Bartgeier Michel fliegt für Pandamobil-Erfinder

Der Walliser Umwelt-Aktivist Michel Terrettaz ist vom WWF für sein Lebenswerk geehrt worden. Mit einer besonderen Idee: In der Region Derborence ist ein junger Bartgeier auf seinen Vornamen Michel getauft worden.

Bartgeier, blauer Himmel.

Bildlegende: Ausgewachsener Bartgeier. zvg/ Hansruedi Weyrich

Noch in den 1980er Jahren waren Schauergeschichten im Umlauf im Wallis. Bartgeier würden junge Schafe und kleine Kinder stehlen, hiess es sogar in Schulbüchern. Unter anderem deshalb war der Volgel ausgerottet, nicht nur im Wallis, sondern in der ganzen Alpenwelt.

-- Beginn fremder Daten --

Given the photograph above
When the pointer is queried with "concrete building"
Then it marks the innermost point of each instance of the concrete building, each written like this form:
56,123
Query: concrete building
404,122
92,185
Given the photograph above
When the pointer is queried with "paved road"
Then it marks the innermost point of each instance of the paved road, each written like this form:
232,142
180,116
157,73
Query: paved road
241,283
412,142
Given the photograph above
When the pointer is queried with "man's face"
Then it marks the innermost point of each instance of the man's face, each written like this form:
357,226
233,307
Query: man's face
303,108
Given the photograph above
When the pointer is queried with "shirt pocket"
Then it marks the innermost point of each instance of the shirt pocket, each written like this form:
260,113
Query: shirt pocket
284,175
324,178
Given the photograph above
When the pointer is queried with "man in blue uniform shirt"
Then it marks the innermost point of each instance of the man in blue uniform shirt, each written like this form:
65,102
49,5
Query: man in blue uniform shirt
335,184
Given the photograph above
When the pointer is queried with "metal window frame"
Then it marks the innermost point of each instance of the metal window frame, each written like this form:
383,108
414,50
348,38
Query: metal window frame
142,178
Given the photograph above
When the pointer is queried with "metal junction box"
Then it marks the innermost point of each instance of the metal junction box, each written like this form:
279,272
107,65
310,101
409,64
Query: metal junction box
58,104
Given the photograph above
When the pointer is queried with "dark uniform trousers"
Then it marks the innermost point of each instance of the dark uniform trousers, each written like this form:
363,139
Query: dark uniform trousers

Wiederansiedlungsprojekte hatten es schwer, Jäger und Bevölkerung wehrten sich dagegen. Da kam das Engagement von Michel Terrettaz gerade zur rechten Zeit. 1978 begann er, mit einem ausgedienten Migrosbus in der Schweiz herumzufahren und Schulklassen für Umweltanliegen zu begeistern. Zuerst hiess der Bus Quizmobil, dann Pandamobil. Michel Terrettaz hat sich das Motto von WWF-Mitbegründer Sir Peter Scott zueigen gemacht: «Wenn wir die Welt retten wollen, ist unsere wichtigste Aufgabe die Erziehung.»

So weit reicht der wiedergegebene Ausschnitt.